Matthew blinked at her, as if constructing a giant oak tree and baby saplings hadn’t occurred to him. “It’s under control.”
“Are you sure about that?” she asked patiently.
Matthew pointed toward the back of the stage. “Sean’s putting the branches…” He stared hard at his brother. “He’s made coconut leaves. I can’t believe he thought the Thousand Acre Wood is full of coconut trees.”
Matthew walked to the front of the stage. “What do you think you’re doing?” he yelled. “They’re supposed to be oak trees.”
Sean yelled back. “You didn’t tell me that.”
Matthew threw his hands in the air and vaulted onto the stage.
“I guess they’ve got some changes to make,” Todd said.
“I guess so,” Sally muttered. She felt prickles of awareness skitter along her nerves. Todd was looking at her, watching every move she made. It was enough to make her run for cover.
He cleared his throat. “Do you mind if we share the same paint tray?”
“Um…no, that’s fine. Just blend the icky brown color with the new one.” Sally moved half a step sideways so they weren’t standing too close. They worked in silence, painting the platform in no time at all. Or so it seemed to Sally.
Todd stood back and admired their handiwork. “Not bad for novices.”

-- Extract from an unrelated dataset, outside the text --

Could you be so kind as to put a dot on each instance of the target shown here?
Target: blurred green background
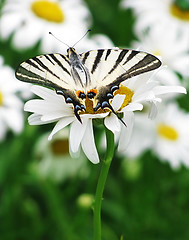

Sally rolled over a dribble of paint, then stood beside Todd. “I agree. The front rows are going to get a spectacular view of green grass.” She smiled without thinking. Then she looked at Todd and the smile dropped off her face. “I’d better find my brothers.”
“Sally, I…”
Sean skidded to a halt in front of them. “Matthew and I need you. We couldn’t completely salvage the trees. You’re going to have to work your magic with the paint.”
Sally frowned. “What part of the tree couldn’t you salvage?”
“The top.” Sean glanced at the painted grass. He looked doubtfully at the back of the stage. “I think we’re doomed.”
Sally stuck her hands on her hips. “Are you inferring something about our painting abilities?”
Sean plastered a fake smile on his face. “Of course not. We’re desperate. We’ll take anyone with a bucket of green paint in their hands.”
Todd picked up the drop cloth and the bucket of paint Sean had been admiring. “It looks as though you’ve got two experts coming your way.”
Sean didn’t bother with the caveman tactics his brother used around Todd. “Over this way. I’ll bring the tray. You take the rollers, Sally.”
Sally should have been annoyed with Sean, but she was still slightly shell-shocked that Todd was here.
Todd pointed to the steps on the edge of the stage. “After you.”
She started to say something, ask him what he was doing here. But instead of using words in one syllable, her brain went into shut-down mode. She walked past him with a heavy heart.
“Can we talk later?” Todd asked. “I could take you out to dinner?”
Sally tripped on the edge of a step. The paint rollers tipped toward the floor, splashing a few drops of paint on the wood.
“Are you okay,” Todd asked.
She nodded. “I’m fine.”
“And dinner?”
Sally didn’t know if that was a good idea. She’d missed Todd so much that she was worried she’d make an idiot of herself. But she wanted to spend time with him, even if he told her he was leaving Bozeman permanently.
“Dinner would be okay, too,” she said softly.
“Good. That’s great.”
If Sally didn’t know better, she’d have sworn Todd blushed.
“Hurry up,” Sean yelled. “We’ve got one hour to create a forest out of these…” He pointed to the massacred shapes beside him.
Sally had a good look at the trees and shook her head. “Wow. I’ve never seen trees like those ones before.”
“We were being creative,” Matthew said. “What can you do?”
“Throw them out?” Sally offered.
Todd walked around the trees, contemplating the odd shapes in front of him. “If you turned the top of the trees upside down, they might look better.”
Sally, Sean, and Matthew tilted their heads to the side.
“I can’t see it,” Sally said.
“I can,” Matthew said. The relief in his voice was almost touching. Until she found out why. “I’ve got a date tonight and I don’t want to be late. Let’s do what Todd said and make these oak trees rock.”